ST. PETERSBURG — Does Bill Edwards want a Major League Soccer team or not?
That's one of the questions swirling about as Mayor Rick Kriseman plans to put a question on the November ballot about extending Edwards' control over Al Lang Stadium, where his Tampa Bay Rowdies play.
Edwards recently told Kriseman he wants an MLS team and needs to expand the historic stadium to get a franchise. At least that's what City Council Chairwoman Amy Foster said Kriseman told her in a meeting last week. It's also what Edwards has told her and other council members previously, Foster said.
"That's what Bill Edwards wants," she said Thursday. "Kriseman mentioned that Bill Edwards wants to go after MLS. Bill Edwards has told us all that before, as well."
The Rowdies are in the lower-tier North American Soccer League.
Kriseman declined to comment on whether Edwards told him he wanted an MLS team or whether he had told Foster about Edwards' intentions.
"The pursuit of MLS is just not a city issue," said Ben Kirby, Kriseman's spokesman.
Shortly after buying the Rowdies in 2014, Edwards told the Tampa Bay Times that joining the MLS was a "no-brainer" and that St. Petersburg would be the "perfect place" for the country's premier soccer league to expand.
But on Wednesday, Orlando City SC, the popular, newly awarded MLS franchise, told the Times it had exclusive MLS rights over Tampa Bay.

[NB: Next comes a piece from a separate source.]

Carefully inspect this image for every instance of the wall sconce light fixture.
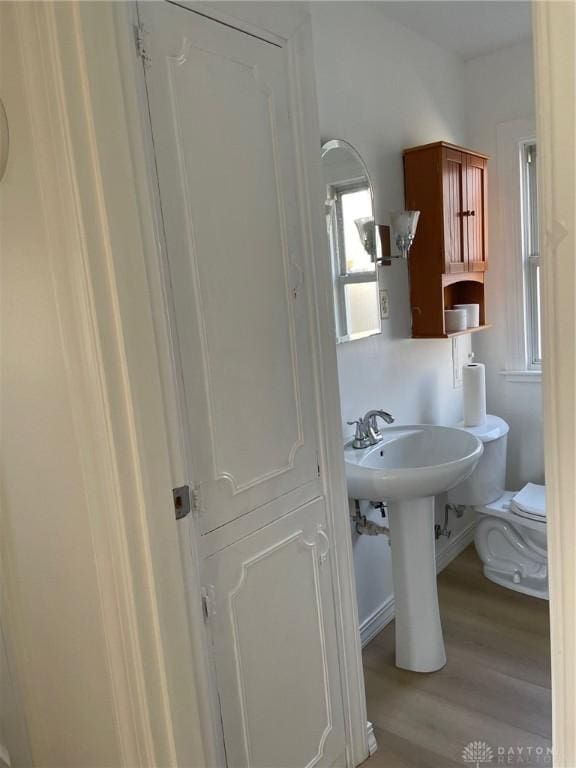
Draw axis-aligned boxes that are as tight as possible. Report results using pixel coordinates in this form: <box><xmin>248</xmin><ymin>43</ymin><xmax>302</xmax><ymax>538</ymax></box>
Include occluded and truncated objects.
<box><xmin>390</xmin><ymin>211</ymin><xmax>420</xmax><ymax>259</ymax></box>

Any discussion of a new MLS franchise would have to include Orlando City. And no one — not MLS, the city or the Rowdies — had inquired, said Leonardo Santiago, the team's vice president of communications.
In response to a story posted earlier Thursday on the Times' Bay Buzz blog, Edwards said any discussion of joining the MLS was "premature and not part of our present plans." In the statement, Edwards praised the NASL and said he was confident that the league will continue to grow and prosper.
Kriseman has reached "similar conclusions," Edwards said.
"Our mutual objective is to obtain a long-term lease for Al Lang Stadium in order to ensure that the Rowdies have the opportunity to grow and succeed in St. Pete," the statement read.
Edwards has told the Times in previous interviews that he wanted to expand the stadium, perhaps up to 18,000 seats. That cost has been estimated at up to $70 million.
Foster said the Kriseman administration has been talking to Dunedin and Clearwater about jointly asking the Pinellas County Tourist Development Council for bed tax money for their respective needs: an expansion of the Clearwater Marine Aquarium, a new Blue Jays spring training facility and the Al Lang expansion.
She said the request wouldn't interfere with bed tax money that might be needed for a new Tampa Bay Rays stadium in Pinellas County because 1 cent has already been reserved for that purpose. The combined request for Al Lang, the Clearwater Marine Aquarium and the Blue Jays facility would come from a "different pot" of tourist bed tax money, she said.
Kirby didn't respond when asked about the joint effort. The terms and length of the Al Lang lease are still being negotiated, he said.
The city charter requires that the question about extending the lease go before voters.
In 2008, the Tampa Bay Rays gave up on plans to build a stadium on the Al Lang site after resident opposition.
Council member Karl Nurse said he isn't enthusiastic about expanding Al Lang for soccer, especially minor-league soccer.
"For the last 40 years, soccer was supposed to be the next big thing," he said.
The City Council must approve any referendum before an Aug. 23 deadline, City Attorney Jackie Kovilaritch told council members.